– By Caroline Falls –
McMillan Shakespeare’s annual accounts highlight several trends in the fleet industry; growing acceptance and popularity of novated leasing, a stubborn trend to extend current leases on vehicles rather than trade them in, and a shift to off balance sheet funding for new assets.
More about that later. The big news from McMillan Shakespeare, the listed fleet management company that dumped its plans to buyout rival Eclipx, is that it has announced an $80 million buy back of its own shares.
Anyone holding McMillan Shakespeare shares on August 29 will be invited to sell their shares to the company.
Shareholders “are expected to benefit from an improvement in earnings per share and return on equity because the number of shares on issue will be reduced as a result of the buy-back,” McMillan Shakespeare said in a media release.
The company said it will fund the buy-back from cash reserves, and that the balance sheet will remain “strong” following the exercise.
Indeed, the company said its board had determined the company had the financial muscle to self-fund growth investments, suggesting it remains ready to pounce on any acquisitions it deems a fit.
The group has three main business units: asset management (brands include Interleasing, Maxxia, and Eurodrive), group remuneration services (Maxxia and RemServ), and retail financial services (Presidian and United Financial Services).

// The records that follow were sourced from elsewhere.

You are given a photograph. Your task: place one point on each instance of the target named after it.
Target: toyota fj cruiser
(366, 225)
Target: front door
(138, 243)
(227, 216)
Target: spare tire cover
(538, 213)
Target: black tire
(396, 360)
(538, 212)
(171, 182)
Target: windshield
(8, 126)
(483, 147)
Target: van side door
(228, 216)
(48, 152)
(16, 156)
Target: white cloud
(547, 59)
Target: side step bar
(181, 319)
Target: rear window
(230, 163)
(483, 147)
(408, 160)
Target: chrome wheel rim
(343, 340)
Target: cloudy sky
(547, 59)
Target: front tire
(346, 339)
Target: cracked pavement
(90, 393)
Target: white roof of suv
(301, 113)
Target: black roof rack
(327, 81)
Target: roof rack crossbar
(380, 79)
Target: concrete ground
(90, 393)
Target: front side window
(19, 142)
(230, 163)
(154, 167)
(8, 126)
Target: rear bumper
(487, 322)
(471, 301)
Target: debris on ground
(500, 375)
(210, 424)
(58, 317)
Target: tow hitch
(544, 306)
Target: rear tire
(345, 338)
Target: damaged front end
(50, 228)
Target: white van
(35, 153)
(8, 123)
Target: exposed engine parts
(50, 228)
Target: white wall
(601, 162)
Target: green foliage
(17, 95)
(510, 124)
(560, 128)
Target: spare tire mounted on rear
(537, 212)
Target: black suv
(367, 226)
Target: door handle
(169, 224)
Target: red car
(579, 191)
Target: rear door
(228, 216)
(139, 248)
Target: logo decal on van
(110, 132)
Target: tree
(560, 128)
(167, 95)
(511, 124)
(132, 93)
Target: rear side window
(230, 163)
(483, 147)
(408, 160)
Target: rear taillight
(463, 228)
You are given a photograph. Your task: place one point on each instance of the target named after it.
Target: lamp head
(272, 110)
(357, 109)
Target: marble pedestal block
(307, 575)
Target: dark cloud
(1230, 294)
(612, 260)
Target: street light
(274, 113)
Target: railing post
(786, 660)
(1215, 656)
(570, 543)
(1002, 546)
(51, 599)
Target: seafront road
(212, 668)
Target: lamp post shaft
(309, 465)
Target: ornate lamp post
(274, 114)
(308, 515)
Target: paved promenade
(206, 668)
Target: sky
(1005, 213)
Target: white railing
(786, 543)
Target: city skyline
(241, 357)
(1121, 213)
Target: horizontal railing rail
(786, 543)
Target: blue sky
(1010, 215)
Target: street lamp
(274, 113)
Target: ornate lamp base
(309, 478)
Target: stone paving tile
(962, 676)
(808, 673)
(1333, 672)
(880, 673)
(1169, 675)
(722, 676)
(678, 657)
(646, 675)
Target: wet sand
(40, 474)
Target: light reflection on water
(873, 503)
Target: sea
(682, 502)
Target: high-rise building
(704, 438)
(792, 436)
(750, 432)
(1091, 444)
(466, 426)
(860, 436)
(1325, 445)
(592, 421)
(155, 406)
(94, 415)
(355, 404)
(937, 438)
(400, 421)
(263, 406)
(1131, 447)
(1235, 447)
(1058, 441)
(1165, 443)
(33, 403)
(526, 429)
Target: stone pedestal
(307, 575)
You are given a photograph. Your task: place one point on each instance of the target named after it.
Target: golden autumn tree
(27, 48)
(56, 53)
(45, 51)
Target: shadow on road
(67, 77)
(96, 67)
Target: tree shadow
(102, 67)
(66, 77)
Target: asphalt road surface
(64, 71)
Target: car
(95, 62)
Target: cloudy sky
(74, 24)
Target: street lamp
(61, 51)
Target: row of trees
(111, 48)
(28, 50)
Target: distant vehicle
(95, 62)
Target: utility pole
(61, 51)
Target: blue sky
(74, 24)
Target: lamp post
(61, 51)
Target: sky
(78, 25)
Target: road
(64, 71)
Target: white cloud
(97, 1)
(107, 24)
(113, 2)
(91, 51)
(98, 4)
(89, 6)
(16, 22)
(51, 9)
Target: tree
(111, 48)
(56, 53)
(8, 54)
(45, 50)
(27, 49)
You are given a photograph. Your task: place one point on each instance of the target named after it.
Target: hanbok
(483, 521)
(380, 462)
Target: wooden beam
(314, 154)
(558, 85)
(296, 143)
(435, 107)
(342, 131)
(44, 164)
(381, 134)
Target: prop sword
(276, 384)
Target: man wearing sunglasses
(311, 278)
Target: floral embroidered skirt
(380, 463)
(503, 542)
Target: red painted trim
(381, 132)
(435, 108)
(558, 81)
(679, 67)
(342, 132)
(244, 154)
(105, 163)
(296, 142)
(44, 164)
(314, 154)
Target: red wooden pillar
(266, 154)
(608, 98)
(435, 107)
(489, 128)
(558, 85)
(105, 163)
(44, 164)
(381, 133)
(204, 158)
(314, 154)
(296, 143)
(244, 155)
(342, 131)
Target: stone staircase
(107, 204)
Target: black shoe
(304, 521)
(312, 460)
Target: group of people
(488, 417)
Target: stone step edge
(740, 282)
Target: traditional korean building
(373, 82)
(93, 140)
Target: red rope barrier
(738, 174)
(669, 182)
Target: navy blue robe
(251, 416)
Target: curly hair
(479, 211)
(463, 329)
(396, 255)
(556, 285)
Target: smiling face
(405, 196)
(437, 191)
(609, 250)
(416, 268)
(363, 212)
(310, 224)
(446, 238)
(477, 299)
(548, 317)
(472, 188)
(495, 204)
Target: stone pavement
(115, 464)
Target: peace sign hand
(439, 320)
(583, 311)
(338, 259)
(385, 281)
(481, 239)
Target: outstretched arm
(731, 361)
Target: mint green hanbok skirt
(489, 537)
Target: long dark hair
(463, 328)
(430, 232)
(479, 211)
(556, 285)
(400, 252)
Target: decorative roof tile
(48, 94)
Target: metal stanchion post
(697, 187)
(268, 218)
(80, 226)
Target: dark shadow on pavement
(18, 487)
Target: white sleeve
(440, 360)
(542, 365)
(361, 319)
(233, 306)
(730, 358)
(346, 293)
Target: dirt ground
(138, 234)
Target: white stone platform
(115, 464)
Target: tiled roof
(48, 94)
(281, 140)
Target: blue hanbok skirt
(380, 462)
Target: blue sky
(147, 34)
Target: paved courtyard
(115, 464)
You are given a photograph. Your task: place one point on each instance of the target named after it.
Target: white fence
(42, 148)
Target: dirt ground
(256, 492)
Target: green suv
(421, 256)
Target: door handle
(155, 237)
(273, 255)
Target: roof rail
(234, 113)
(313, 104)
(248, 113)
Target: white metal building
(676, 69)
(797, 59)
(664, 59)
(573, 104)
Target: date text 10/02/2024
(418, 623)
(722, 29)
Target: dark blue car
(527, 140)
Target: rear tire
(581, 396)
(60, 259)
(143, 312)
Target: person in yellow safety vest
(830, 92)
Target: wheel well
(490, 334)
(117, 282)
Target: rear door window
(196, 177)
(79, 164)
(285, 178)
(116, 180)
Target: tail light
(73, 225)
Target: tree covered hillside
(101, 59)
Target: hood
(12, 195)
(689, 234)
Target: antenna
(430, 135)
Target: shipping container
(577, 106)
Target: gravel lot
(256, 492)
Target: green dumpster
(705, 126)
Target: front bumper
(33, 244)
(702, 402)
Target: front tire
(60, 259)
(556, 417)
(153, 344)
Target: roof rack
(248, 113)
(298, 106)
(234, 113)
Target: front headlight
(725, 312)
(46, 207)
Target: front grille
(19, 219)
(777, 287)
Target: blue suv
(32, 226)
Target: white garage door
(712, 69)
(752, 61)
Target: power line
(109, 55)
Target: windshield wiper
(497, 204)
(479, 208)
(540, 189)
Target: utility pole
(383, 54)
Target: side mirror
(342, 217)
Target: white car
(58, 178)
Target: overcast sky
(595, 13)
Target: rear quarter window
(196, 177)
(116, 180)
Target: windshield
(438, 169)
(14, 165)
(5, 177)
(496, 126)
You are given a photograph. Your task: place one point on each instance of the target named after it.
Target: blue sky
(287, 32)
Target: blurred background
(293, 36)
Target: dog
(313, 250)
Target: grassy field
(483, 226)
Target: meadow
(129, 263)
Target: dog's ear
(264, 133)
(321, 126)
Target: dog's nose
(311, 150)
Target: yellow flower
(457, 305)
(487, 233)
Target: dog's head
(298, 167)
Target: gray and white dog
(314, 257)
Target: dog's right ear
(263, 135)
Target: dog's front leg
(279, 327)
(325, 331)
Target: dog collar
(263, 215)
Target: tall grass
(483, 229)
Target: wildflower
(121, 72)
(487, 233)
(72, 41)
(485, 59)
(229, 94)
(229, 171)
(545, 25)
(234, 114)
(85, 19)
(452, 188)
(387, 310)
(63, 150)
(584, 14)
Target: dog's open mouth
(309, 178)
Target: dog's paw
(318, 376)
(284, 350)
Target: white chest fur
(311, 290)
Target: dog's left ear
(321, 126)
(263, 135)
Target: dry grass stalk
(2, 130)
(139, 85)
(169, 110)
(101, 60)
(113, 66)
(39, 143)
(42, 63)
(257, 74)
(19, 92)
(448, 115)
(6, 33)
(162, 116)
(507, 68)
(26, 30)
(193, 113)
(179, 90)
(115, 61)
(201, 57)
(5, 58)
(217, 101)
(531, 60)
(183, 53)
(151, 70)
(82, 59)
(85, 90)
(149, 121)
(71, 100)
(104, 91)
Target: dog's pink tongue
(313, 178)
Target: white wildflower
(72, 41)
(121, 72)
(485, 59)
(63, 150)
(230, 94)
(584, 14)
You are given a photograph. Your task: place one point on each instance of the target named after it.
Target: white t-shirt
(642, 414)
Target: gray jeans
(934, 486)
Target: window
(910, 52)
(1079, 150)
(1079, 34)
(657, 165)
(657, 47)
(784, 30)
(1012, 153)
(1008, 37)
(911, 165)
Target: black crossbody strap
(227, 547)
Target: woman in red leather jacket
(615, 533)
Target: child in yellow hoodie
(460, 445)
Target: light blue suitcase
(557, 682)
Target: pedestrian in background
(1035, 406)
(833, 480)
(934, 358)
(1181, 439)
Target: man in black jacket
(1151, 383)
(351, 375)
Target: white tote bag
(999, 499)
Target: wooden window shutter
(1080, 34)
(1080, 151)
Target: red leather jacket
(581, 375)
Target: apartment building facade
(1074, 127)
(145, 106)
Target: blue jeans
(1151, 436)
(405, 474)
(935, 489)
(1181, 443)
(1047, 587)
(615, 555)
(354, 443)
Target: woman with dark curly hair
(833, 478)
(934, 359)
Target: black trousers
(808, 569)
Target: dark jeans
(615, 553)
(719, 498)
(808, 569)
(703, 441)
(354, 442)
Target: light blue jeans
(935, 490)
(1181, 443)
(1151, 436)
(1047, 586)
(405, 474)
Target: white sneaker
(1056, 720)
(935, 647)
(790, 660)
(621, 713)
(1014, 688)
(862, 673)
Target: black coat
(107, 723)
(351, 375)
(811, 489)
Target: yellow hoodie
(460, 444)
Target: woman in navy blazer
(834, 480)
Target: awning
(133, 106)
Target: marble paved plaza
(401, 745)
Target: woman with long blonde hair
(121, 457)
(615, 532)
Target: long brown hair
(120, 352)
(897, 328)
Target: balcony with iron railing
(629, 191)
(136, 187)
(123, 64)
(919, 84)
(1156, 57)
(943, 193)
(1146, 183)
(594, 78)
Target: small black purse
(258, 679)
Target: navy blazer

Meanwhile, the company also announced a drop in full-year profit, saying its underlying profit after tax and amortisation (UNPATA) fell 5.1 percent to $88.7 million from $93.5 million a year earlier.
This result was underpinned by a 7.4 percent growth in novated leasing units and a 2.5 percent increase in salary packages. The novated lease sales growth saw the business outperform the broader retail new car sales market in Australia by 14 percent in the year ended June 20.
McMillan Shakespeare said it had thrown some $9 million into its Beyond 2020 growth strategy and transformation which had improved productivity and novated lease conversion rates during the year, with the full program impact to be realised in future years.
“With the group’s asset management business, the Australian and New Zealand market remained competitive with customers continuing their preference to extend leases, resulting in lower end-of-lease revenue and UNPATA,” the company said. Asset written down value remained stable at $380 million, with a continued shift towards off-balance-sheet funding.
The move away from leasing to off-balance-sheet funding for new assets is in line with new accounting standards, introduced in 2018 to align with international rules and improve transparency of a company’s financial obligations.
McMillan Shakespeare declared a full franked final dividend of 40 cents per share, bringing total dividends to 74 cents for the year, 1.4 percent more than a year earlier. This was on the back of a slight uptick in revenue, to $550 million.